After a successful test shooting I conducted another session at the old Continental factory premises in Hanover-Limmer. The protagonist of that shoot were Maike and her BMW R1200GS Adventure.
It was a little rainy that day and the sand was wet. Not soggy, but a little wet so that the sand was not loose. Maike made a few rounds on the sand to familiarize herself with the terrain. In the meantime I set up my equipment.
I used two flashes with an umbrella on a tripod. The flashes were triggered using my Yongnuo wireless triggers. The third tripod you see in the middle holds a GoPro, which was used to document the session. In the past I had problems with the umbrellas. They act like a sail and tend to trip over when a slight wind blows. That is why I brought two cloth bags, two plastic bags and a small shovel I borrowed from my children’s sandbox.

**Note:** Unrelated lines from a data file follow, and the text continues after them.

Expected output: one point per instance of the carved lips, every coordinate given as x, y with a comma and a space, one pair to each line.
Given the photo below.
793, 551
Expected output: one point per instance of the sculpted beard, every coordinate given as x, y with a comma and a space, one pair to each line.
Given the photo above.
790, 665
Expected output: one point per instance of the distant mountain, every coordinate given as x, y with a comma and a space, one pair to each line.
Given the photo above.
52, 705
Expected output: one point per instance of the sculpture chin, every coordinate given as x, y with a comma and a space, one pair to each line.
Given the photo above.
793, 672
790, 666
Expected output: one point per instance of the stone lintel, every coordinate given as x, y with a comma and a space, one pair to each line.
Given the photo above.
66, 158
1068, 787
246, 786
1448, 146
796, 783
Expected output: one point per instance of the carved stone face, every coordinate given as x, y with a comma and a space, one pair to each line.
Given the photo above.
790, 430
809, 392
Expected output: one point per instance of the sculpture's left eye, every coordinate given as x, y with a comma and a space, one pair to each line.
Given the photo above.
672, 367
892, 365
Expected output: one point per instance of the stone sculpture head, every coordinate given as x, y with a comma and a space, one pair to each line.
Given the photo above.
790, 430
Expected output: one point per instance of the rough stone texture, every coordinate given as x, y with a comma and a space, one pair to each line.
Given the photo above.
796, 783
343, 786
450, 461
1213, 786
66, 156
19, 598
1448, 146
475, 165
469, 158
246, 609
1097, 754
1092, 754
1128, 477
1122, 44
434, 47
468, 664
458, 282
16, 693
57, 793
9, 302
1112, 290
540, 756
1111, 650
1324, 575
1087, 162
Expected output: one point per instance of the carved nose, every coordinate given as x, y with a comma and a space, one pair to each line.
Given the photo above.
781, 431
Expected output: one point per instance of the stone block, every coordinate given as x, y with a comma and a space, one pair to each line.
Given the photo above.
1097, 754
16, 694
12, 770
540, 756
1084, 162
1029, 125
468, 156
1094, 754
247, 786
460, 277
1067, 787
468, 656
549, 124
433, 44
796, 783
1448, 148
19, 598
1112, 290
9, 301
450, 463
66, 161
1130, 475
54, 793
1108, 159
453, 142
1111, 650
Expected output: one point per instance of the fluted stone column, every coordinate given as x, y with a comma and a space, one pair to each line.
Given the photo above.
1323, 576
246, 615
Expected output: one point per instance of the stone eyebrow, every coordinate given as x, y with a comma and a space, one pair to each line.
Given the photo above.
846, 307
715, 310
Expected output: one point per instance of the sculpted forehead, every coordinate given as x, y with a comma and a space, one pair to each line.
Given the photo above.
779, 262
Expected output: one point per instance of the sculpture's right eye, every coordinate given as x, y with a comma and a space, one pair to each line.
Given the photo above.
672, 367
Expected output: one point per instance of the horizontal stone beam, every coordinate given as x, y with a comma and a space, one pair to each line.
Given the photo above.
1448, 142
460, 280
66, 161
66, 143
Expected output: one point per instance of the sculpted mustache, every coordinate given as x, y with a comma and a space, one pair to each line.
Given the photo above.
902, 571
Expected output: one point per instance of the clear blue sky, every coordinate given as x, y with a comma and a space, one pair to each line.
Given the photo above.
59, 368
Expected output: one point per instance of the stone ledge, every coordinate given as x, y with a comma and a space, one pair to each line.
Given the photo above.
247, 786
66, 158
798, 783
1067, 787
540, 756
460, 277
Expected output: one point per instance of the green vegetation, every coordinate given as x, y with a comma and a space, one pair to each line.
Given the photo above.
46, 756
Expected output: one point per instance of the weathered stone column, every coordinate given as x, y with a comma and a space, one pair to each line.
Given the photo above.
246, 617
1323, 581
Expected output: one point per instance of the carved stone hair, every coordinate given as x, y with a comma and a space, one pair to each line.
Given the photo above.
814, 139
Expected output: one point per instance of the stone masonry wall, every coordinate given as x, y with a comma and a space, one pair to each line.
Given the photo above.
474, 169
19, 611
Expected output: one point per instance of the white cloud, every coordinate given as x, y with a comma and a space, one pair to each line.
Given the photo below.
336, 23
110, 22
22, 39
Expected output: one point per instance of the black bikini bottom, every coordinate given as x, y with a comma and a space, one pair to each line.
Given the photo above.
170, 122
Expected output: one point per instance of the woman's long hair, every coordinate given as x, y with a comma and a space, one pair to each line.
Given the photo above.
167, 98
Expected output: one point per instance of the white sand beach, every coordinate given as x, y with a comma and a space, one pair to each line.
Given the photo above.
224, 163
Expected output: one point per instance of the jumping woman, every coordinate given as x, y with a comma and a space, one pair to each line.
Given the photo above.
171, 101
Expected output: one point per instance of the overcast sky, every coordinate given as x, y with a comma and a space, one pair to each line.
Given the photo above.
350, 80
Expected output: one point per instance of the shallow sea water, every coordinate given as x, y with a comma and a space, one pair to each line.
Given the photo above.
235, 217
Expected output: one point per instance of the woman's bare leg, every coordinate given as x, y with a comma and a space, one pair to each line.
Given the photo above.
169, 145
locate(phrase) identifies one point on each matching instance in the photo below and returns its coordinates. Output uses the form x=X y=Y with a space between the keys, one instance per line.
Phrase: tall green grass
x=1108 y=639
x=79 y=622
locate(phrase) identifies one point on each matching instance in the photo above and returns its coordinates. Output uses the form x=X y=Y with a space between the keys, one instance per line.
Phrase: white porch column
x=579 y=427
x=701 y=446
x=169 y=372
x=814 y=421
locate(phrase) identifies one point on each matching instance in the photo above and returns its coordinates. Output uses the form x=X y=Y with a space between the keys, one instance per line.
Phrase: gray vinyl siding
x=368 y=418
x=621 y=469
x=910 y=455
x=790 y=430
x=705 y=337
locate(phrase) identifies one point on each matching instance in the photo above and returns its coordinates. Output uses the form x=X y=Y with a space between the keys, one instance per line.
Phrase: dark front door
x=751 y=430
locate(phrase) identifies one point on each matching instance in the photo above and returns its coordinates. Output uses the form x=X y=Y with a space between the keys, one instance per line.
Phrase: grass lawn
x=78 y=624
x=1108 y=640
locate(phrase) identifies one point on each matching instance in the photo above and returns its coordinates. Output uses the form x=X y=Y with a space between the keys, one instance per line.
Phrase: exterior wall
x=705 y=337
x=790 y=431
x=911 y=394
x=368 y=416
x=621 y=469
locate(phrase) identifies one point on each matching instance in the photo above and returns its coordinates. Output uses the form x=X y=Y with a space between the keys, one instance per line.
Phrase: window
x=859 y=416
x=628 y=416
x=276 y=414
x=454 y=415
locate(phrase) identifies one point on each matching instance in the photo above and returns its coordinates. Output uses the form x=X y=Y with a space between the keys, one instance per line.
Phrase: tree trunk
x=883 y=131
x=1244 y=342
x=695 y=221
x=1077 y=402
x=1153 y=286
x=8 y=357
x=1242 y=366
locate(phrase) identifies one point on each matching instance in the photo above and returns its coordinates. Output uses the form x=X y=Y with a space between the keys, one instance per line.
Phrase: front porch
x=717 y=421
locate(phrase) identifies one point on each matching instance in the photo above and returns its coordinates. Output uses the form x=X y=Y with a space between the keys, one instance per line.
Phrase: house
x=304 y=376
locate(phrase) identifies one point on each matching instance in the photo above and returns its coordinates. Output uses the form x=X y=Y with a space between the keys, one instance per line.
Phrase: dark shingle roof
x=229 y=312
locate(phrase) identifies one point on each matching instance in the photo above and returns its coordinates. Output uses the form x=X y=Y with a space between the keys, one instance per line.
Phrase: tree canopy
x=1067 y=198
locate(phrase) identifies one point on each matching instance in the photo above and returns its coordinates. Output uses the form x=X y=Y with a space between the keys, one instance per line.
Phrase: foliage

I put the plastic bag into the cloth bag to protect the cloth from the moist sand and started shovelling. These improvised sandbags then acted as a weight for the lighting tripods.
The idea was that Maike should drive in circles and each time she passed by my “flash trap” I could take an image. But at first we started with some “bike and biker” portraits. I used both the 70-200mm f2.8 as well as the 14-24 mm f2.8 lens for different image styles.
After completing the portraits I asked Maike to drive in circles and pass my “flash trap” for photos on the move. She did as instructed and I took multiple shots.
There were some patches of loose sand and Maike had a small mishap as the bike topped to the left. But luckily the GS Adventure is outfitted with crash bars and protective shields for the boxer engine cylinders. Long story short – the bike is kind of armored and falling to the soft ground is not an issue.
Lifting it up again somehow IS an issue. It weighs 260 kg fully fuelled, and the empty cases add a few more kilograms to it. But with the combined effort of Maike and me we managed and no harm was done.
I worked both with the 70-200 and the 14-24 mm lens. A good perspective for the wide angle shots is from below, as close to the ground as possible.
Timing is crucial. The bike passes only a narrow passage lit by the flashes, so you have to press the shutter button in the correct moment.